Transport and retention of humic acid through natural quartz sand: Influence of the ionic strength and the nature of divalent cation

Abstract

In order to elucidate the environmental problems arising from the mobility enhancement of metallic contaminants due to the presence of humic acid (HA) in water, transport and retention experiments of HA, in the presence and in the absence of divalent ions Me2+ (Ca2+, Cu2+ and Pb2+), through natural quartz sand (NQS) porous medium, were carried out. The breakthrough curve and the HA adsorbed amount were measured in each experiment, indicating colloid retention was highly dependent on the suspension ionic strength, and the nature of divalent cation present in the aqueous phase. The data show that in the absence of divalent cations, the adsorbed HA amount at solid–water interface was found to increase with increasing the ionic strength, whereas the flow rate does not affect the retained HA amount on quartz sand.
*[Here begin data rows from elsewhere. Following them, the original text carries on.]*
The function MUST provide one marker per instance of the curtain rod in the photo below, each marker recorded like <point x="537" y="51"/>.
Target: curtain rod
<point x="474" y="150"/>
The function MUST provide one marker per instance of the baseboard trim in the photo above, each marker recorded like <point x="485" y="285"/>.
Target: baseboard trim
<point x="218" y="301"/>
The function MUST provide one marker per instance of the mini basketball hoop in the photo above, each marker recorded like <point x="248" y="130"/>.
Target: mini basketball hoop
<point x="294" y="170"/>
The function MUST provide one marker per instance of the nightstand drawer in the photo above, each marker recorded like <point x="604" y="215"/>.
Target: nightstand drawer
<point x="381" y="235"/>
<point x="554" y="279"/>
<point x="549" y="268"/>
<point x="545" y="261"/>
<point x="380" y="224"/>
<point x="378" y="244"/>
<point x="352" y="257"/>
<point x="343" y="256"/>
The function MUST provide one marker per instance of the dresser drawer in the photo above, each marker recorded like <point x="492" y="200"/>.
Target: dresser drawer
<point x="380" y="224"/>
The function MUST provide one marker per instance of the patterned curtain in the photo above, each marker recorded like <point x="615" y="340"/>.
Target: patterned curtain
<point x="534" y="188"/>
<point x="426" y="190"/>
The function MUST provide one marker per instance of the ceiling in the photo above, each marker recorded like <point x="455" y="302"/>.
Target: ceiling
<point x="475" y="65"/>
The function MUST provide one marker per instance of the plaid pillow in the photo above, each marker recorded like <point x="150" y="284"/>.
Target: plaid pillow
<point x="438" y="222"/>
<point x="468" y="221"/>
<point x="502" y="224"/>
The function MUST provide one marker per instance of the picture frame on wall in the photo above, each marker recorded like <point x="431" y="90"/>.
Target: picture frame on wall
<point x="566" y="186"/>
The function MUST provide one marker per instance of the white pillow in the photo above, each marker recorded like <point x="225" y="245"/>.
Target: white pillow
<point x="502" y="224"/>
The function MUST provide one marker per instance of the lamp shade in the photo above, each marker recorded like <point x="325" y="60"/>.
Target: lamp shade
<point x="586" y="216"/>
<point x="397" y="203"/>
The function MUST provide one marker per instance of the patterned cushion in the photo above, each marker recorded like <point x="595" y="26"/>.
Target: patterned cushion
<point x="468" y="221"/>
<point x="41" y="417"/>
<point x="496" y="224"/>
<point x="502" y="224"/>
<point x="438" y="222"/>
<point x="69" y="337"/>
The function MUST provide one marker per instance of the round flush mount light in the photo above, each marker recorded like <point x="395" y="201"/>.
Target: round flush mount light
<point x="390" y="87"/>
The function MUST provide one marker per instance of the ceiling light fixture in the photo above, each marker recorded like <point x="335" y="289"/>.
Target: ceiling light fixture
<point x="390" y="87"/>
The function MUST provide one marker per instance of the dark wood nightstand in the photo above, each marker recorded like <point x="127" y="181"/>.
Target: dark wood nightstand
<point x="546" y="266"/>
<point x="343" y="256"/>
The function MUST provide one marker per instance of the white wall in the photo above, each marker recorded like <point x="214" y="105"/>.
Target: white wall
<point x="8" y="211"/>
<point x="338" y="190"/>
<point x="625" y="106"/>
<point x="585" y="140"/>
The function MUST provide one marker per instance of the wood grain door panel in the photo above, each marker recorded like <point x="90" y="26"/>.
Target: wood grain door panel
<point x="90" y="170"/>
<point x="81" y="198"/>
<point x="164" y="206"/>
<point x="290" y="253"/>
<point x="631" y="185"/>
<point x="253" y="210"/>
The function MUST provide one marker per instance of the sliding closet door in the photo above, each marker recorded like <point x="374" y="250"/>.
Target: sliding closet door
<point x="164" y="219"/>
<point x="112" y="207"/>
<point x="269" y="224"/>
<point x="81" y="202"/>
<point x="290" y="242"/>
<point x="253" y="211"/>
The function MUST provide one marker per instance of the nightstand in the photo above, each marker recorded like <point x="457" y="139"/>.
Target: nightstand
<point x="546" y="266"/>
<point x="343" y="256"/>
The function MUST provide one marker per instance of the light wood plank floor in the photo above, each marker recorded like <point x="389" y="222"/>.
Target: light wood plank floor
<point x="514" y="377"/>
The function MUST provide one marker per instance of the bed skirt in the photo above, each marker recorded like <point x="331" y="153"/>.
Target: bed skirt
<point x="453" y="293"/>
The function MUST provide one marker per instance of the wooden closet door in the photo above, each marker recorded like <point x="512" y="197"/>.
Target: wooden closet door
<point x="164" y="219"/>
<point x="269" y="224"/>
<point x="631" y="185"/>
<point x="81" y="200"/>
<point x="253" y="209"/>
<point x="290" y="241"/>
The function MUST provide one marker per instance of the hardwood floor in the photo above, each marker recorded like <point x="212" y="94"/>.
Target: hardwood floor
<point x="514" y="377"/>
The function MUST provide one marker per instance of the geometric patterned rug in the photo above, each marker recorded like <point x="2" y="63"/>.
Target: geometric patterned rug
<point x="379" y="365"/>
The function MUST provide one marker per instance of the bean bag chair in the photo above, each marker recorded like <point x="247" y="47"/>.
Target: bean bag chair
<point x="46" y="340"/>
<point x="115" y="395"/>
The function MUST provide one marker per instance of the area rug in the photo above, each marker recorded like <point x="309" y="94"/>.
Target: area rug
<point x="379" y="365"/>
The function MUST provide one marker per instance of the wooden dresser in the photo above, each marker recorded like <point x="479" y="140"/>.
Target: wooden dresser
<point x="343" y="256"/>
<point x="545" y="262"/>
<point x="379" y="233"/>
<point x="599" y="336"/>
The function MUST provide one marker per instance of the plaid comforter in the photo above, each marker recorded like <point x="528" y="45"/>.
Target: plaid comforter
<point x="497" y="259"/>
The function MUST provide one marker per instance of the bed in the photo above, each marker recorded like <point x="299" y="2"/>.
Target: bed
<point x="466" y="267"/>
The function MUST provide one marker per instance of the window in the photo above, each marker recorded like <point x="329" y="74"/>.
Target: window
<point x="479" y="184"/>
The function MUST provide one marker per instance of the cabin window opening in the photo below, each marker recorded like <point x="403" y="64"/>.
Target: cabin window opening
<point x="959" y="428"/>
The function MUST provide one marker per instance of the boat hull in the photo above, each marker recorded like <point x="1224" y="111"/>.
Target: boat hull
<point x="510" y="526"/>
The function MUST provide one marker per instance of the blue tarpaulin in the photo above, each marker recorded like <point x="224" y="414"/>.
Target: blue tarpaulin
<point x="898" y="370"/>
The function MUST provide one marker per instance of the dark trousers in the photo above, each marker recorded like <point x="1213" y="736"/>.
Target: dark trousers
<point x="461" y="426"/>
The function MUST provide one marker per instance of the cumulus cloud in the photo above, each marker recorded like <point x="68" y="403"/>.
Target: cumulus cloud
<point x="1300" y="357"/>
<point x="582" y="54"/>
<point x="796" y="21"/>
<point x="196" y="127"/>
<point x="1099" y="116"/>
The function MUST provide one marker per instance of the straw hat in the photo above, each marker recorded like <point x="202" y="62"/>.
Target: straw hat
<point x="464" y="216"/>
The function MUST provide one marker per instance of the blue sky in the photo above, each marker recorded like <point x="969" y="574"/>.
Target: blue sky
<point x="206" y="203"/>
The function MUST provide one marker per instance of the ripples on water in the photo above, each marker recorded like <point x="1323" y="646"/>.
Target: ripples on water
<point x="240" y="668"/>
Further, in the presence of divalent cations, the adsorbed HA amount was found to be function, not only of the ionic strength, but also to depend on the divalent cation affinity toward the HA macromolecule. Thus, cations having lower affinity for HA, lead to highest adsorbed HA, whereas cations having higher affinity for HA, give the lowest adsorbed HA on the NQS surface. It is shown that the adsorption of HA, or its complex form with divalent cations (HA–Me2+), on the mineral–water interface, is an irreversible process which is limited by the blocking effect.